Estamos, quando falamos desta questão, a falar de direitos humanos e da sua violação
grosseira pelo Estado e seus agentes. O Artigo 49º da Constituição da República de Cabo
Verde (Liberdade de aprender, de educar e de ensinar) é claro no seu enunciado:
Ora, colocada a questão nestes termos, claro resulta que uma legislação correcta,
razoável e justa só pode ter uma aplicação consentânea com ela. Se ela não for correcta,
razoável e justa não pode ser aplicada.
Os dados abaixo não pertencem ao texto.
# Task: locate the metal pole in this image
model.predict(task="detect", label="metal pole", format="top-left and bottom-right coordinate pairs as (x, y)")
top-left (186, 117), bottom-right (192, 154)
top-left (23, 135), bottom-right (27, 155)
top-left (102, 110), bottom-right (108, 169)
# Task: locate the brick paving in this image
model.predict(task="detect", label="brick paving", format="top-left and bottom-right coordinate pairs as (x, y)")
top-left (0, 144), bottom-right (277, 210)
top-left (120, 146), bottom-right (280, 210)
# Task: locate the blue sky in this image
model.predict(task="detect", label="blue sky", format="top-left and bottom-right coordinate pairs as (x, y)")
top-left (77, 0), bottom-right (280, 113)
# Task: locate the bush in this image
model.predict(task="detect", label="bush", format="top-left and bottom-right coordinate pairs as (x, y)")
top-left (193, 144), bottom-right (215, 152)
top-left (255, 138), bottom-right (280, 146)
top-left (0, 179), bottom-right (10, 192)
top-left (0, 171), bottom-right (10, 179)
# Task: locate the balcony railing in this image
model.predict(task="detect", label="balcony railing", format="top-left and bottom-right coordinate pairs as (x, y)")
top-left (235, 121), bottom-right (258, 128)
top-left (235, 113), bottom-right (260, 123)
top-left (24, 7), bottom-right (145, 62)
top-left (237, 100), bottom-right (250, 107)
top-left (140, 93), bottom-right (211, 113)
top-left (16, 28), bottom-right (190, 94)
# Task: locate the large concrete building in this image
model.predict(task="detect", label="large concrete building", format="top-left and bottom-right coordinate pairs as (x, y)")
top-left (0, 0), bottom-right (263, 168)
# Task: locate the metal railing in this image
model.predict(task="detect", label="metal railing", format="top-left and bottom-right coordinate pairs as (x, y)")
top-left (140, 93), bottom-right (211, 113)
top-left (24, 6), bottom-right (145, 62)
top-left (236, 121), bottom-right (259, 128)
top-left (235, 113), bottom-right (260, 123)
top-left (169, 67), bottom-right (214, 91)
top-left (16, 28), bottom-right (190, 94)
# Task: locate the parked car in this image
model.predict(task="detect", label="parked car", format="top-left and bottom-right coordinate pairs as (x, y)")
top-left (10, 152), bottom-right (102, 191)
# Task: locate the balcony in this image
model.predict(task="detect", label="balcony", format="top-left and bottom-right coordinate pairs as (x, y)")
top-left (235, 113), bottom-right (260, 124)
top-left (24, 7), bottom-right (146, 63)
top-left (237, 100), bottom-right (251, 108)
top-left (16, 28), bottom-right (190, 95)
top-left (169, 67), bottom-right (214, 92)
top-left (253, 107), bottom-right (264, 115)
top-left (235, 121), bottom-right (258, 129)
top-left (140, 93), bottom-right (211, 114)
E a prática de impedir as jovens mulheres
grávidas de exercerem a liberdade e o direito de estudar é, claramente, injusta.
Aos pais que dizem que «têm o direito» de não ver as filhas nas escolas ao lado de uma
jovem grávida, lembro-lhes o que diz João Paulo II: «Não é difícil verificar que no mundo
actual despertou em grande escala o sentido de justiça...» Será o despertar da justiça
desses pais.
Mas o Papa de cujus acrescenta que, em nome de uma pretensa justiça ou bem, se limita
a liberdade e impõe-se uma dependência total que contrasta com a essência de justiça.
«Este uso abusivo da ideia de justiça e da sua adulteração na prática demonstram que a
acção humana pode afastar-se da justiça, até mesmo quando empreendida em seu
nome» (Encíclica «Dives in Misericordia» de João Paulo II, Vaticano, 1980). Poderia
perguntar a esses pais: – «E onde fica o direito e a liberdade dos outros?» Bem, acho que
bastará pedir aos mesmos que leiam com atenção o que acabo de escrever e lembrá-los
do imperativo categórico (Kant) e da regra de ouro (Jesus Cristo)…
Ah, como dizia WILL ROGERS, It is great to be great, but it is greater to be human
(GREENBERG, SIDNEY (Editor), A Treasury of the Art of Living, Hartmore House,
Hartford, 1963). Podemos procurar «estar na moda», ter bons números para o ego e para
a comunidade internacional; mas nunca, nunca seremos uma grande nação, se não
formos humanos nas nossas decisões – percepcionarmos o «outro» – e não respeitarmos
as nossas normas fundamentais, a nossa gente e as suas necessidades.